Fatwa Haram MUI

Wednesday, February 11, 2009


MUI (Majelis Ulama Indonesia) kembali membuat “sensansi”, setelah fatwa haram atas Ahmadiyah, MUI kembali mengharamkan Golongan Putih (Golput) dan Merokok*. Kedua fatwa ini banyak mendapatkan sorotan dari media dan seluruh rakyat Indonesia. Ada pendapat yang pro dan tidak sedikit juga yang kontra dengan fatwa tersebut.

Untuk lebih jelasnya, mari kita lihat kedua fatwa ini secara teliti:

I. Fatwa bahwa Golput Haram
Pengertian dari Golput itu sendiri adalah sekumpulan orang yang tidak memilih di dalam suatu pemilihan (secara khusus dalam koridor Pemilu). Cara-cara yang dilakukan bisa dengan cara tidak datang ke Tempat Pemungutan Suara (TPS) atau dengan cara datang ke TPS tapi sengaja merusak surat suaranya sehingga suara yang diberikan tidak sah.

Saya juga ingin membatasi pembahasan ini, Golput yang saya maksudkan disini adalah orang-orang yang telah terdaftar sebagai pemilih akan tetapi dengan kesadarannya sendiri memilih untuk tidak menggunakan hak suaranya; bukan orang-orang yang dalam keadaan terpaksa (terhalang pekerjaan, sakit, dll) tidak dapat menggunakan hak suaranya.

Alasan-alasan yang pada umumnya menyebabkan seseorang memilih untuk menjadi Golput adalah:
  • Tidak ada partai politik (parpol) atau calon pemimpin yang layak untuk dipilih
  • Bosan dengan janji-janji yang diberikan oleh parpol dan calon pemimpin di dalam masa kampanye yang selalu dilupakan ketika nantinya mereka terpilih.

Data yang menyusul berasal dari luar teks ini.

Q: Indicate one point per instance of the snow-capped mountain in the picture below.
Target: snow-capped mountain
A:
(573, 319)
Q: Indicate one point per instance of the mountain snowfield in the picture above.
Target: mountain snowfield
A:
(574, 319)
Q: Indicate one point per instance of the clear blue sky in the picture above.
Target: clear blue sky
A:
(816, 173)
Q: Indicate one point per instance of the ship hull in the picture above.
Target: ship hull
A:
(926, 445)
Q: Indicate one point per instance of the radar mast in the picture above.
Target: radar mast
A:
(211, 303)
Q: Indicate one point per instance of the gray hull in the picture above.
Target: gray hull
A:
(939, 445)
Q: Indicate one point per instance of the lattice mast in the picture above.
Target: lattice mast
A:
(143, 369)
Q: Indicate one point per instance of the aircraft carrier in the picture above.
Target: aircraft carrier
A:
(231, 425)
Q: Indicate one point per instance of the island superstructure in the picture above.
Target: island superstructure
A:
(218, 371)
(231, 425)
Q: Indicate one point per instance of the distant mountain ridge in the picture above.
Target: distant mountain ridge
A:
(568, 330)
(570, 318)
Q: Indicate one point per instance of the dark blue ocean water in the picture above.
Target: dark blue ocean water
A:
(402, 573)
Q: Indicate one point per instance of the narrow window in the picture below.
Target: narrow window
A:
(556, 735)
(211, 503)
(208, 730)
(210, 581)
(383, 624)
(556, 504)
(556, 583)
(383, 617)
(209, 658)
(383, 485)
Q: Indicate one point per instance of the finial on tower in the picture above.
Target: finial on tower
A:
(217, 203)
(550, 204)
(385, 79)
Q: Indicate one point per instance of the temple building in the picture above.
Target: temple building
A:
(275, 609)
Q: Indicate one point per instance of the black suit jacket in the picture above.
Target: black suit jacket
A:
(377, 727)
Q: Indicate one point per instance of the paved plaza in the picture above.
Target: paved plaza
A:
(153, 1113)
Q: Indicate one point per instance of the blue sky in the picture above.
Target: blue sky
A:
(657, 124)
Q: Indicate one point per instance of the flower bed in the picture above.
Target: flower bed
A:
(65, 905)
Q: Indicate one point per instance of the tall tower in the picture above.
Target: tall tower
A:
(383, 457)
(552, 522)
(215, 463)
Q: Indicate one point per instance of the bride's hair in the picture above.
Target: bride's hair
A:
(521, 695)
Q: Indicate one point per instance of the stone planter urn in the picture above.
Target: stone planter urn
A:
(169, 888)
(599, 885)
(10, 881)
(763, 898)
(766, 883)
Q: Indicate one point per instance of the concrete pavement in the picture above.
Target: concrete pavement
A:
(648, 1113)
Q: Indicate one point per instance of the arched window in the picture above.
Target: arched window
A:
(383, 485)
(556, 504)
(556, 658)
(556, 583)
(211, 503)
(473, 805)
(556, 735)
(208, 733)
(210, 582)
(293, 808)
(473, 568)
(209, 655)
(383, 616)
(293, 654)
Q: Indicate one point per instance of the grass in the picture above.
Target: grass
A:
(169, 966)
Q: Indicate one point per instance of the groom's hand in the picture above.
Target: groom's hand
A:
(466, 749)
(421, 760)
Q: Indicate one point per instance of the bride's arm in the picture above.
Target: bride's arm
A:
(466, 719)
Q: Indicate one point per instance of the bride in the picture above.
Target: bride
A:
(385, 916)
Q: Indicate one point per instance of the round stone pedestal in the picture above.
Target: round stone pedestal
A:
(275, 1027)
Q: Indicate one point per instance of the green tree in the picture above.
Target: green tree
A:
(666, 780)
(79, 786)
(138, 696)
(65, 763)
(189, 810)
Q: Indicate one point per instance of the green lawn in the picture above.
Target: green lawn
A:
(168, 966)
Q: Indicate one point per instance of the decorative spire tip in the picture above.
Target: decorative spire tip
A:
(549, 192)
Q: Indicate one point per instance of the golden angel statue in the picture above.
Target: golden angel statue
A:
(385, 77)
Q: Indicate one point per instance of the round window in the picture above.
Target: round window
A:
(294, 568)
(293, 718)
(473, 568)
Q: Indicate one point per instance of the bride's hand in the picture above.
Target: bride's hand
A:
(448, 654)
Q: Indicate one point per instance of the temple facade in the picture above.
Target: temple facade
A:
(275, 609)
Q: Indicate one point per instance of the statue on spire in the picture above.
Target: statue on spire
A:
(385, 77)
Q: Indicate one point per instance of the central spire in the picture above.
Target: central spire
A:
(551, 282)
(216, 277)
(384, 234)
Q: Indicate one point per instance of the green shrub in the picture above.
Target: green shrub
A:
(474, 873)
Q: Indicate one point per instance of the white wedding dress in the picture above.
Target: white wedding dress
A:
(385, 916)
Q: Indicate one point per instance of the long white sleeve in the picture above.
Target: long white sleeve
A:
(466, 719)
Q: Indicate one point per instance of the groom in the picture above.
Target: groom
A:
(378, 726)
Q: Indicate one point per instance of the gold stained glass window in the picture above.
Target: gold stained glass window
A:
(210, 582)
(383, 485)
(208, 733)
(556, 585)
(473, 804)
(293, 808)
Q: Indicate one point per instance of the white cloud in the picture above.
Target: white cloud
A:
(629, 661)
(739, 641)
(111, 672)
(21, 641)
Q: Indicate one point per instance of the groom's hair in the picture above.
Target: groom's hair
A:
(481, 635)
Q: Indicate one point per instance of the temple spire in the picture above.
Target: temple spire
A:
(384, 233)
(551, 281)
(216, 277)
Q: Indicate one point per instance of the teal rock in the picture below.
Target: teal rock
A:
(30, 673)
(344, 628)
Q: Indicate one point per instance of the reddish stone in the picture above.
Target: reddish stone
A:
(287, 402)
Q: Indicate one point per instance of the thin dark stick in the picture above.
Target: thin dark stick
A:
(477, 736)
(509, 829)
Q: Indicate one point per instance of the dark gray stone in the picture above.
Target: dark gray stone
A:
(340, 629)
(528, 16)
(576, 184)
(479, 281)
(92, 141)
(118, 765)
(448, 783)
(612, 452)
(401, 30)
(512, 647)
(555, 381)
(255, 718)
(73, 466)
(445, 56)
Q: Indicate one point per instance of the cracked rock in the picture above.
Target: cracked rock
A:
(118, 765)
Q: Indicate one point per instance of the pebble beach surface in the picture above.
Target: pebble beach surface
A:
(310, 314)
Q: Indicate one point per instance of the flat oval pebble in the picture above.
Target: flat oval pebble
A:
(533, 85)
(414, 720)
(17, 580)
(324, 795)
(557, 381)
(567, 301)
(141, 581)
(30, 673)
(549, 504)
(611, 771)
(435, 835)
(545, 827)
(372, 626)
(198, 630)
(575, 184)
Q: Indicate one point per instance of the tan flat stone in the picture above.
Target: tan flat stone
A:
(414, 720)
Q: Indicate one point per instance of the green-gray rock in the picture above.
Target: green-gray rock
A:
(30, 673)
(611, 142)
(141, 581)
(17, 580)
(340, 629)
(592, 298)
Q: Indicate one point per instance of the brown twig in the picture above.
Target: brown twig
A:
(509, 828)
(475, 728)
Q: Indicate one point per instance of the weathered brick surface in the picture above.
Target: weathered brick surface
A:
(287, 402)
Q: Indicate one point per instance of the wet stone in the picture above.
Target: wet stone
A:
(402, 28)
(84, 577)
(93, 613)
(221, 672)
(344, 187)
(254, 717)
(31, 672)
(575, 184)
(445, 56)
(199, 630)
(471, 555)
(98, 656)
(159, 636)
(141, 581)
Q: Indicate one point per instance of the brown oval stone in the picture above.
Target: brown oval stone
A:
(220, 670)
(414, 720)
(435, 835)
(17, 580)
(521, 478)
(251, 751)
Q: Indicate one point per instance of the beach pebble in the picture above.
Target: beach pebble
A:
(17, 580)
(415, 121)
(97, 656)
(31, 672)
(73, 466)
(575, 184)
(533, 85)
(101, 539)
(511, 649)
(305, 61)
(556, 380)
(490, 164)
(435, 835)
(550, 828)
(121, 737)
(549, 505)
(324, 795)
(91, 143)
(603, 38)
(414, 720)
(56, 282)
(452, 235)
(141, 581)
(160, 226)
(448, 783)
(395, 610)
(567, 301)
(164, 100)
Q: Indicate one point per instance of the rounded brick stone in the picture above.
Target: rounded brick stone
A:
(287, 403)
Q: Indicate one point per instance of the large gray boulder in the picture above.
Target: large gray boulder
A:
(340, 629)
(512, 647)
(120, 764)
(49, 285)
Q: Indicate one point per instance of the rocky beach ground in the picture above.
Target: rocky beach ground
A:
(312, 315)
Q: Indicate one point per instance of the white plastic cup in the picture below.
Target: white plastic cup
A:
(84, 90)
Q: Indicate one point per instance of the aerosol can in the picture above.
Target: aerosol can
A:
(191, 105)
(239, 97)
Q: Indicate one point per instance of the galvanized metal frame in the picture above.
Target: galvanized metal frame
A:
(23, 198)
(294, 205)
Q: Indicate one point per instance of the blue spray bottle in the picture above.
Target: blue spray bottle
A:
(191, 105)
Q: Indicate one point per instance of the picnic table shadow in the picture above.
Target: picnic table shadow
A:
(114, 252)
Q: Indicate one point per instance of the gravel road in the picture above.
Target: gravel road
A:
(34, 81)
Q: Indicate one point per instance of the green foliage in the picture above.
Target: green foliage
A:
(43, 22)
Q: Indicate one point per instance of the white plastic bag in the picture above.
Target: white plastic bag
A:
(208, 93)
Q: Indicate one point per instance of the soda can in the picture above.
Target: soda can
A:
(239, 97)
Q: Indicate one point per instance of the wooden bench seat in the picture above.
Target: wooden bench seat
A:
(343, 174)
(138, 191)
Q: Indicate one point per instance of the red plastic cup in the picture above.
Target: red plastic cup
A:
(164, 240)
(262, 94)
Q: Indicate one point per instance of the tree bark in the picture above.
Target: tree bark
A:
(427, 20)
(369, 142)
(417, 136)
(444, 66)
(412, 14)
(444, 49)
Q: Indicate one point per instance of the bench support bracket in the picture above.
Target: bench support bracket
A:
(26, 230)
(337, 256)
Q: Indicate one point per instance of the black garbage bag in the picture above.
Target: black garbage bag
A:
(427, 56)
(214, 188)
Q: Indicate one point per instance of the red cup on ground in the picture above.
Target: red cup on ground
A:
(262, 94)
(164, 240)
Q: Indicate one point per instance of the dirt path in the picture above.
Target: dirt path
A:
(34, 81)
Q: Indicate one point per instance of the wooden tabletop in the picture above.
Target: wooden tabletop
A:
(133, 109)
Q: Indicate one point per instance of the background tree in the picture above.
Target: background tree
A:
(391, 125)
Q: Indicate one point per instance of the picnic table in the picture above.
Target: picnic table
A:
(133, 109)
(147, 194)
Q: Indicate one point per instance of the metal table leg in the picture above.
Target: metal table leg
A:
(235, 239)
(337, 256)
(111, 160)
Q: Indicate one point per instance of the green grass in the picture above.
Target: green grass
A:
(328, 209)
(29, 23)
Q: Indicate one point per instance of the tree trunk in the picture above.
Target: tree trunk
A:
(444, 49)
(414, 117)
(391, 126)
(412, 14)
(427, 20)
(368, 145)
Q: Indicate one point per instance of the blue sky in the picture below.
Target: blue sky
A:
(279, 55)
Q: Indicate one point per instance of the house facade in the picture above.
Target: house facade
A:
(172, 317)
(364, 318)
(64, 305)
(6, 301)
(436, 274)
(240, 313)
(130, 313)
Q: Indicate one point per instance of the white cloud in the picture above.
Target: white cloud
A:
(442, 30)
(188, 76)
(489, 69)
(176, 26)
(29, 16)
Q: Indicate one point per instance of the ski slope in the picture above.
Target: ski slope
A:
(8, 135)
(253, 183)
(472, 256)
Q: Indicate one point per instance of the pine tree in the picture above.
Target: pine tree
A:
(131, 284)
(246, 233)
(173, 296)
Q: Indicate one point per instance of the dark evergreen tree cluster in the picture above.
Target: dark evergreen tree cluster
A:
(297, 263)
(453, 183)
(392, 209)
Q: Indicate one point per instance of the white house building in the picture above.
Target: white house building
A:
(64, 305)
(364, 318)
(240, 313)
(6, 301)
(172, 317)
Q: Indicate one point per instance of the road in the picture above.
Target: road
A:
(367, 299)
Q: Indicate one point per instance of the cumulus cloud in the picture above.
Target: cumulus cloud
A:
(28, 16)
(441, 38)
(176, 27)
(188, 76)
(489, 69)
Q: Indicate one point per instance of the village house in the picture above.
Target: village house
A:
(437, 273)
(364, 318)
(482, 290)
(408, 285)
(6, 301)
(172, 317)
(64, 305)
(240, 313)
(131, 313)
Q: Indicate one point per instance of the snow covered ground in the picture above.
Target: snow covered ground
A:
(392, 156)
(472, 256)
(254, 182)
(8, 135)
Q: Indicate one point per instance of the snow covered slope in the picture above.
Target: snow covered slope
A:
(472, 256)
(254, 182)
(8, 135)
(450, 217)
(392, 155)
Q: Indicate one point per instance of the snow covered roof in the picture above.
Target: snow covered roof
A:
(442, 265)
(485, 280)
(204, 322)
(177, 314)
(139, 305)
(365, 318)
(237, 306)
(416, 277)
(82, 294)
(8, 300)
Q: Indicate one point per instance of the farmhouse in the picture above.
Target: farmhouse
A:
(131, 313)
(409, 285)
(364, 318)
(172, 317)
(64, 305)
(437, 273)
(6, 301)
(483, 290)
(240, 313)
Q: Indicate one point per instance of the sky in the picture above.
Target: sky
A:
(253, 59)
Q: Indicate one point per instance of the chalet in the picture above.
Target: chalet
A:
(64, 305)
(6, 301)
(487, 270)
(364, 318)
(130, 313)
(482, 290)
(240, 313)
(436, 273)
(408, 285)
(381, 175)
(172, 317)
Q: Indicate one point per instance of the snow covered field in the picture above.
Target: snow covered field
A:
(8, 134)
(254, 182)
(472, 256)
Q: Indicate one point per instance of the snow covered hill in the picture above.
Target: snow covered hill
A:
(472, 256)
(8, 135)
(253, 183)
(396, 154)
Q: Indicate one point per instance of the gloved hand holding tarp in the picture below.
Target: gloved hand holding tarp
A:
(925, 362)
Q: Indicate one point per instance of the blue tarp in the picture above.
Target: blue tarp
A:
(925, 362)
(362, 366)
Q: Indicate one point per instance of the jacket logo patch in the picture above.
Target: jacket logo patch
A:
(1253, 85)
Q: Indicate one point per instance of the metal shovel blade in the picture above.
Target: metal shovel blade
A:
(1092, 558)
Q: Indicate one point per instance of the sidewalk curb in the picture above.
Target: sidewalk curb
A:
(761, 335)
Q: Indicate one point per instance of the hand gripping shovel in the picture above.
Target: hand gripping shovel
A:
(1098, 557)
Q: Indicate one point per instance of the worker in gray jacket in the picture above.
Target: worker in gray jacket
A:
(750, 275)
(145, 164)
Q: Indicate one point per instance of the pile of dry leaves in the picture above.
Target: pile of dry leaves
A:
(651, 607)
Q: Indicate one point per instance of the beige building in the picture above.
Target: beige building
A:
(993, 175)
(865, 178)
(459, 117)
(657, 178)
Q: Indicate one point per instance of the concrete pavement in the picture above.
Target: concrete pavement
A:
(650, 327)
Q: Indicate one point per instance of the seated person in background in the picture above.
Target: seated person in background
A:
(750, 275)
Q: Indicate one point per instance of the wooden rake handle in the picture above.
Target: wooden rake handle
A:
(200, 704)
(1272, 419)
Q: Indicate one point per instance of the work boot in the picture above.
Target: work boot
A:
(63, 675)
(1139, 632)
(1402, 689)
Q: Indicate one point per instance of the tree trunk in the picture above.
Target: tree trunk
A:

Negara Indonesia sebagai negara yang (katanya) menganut demokrasi dimana pemerintahan dijalankan dari, oleh, dan untuk rakyat telah menunjukkan bahwa kekuasaan tertingi dari negara ini adalah rakyat, bukan Presiden, bukan Ketua DPR, apalagi MUI. Pemilu pada intinya bertujuan untuk memilih siapa yang berhak untuk mewakili rakyat dalam pemerintahan. Dengan kata lain rakyat BERHAK untuk memilih siapa saja sebagai wakilnya di pemerintahan. Hak adalah kekuasaan untuk berbuat sesuatu, atas sesuatu, atau untuk menuntut sesuatu. Sifat dasar dari sebuah hak adalah boleh digunakan ataupun tidak.

Di dalam Pasal 19 ayat (1) UU No. 10 Tahun 2008 Tentang Pemilu Anggota DPR, DPD, dan DPRD dinyatakan bahwa “Warga Negara Indonesia yang pada hari pemungutan suara telah genap berumur 17 (tujuh belas) tahun atau lebih atau sudah/pernah kawin mempunyai hak memilih”. Dapat kita lihat sendiri bahwa redaksional yang digunakan oleh UU ini adalah hak bukan kewajiban. Dengan demikian penggunaan hak tersebut 100% menjadi milik dari si pemilik hak.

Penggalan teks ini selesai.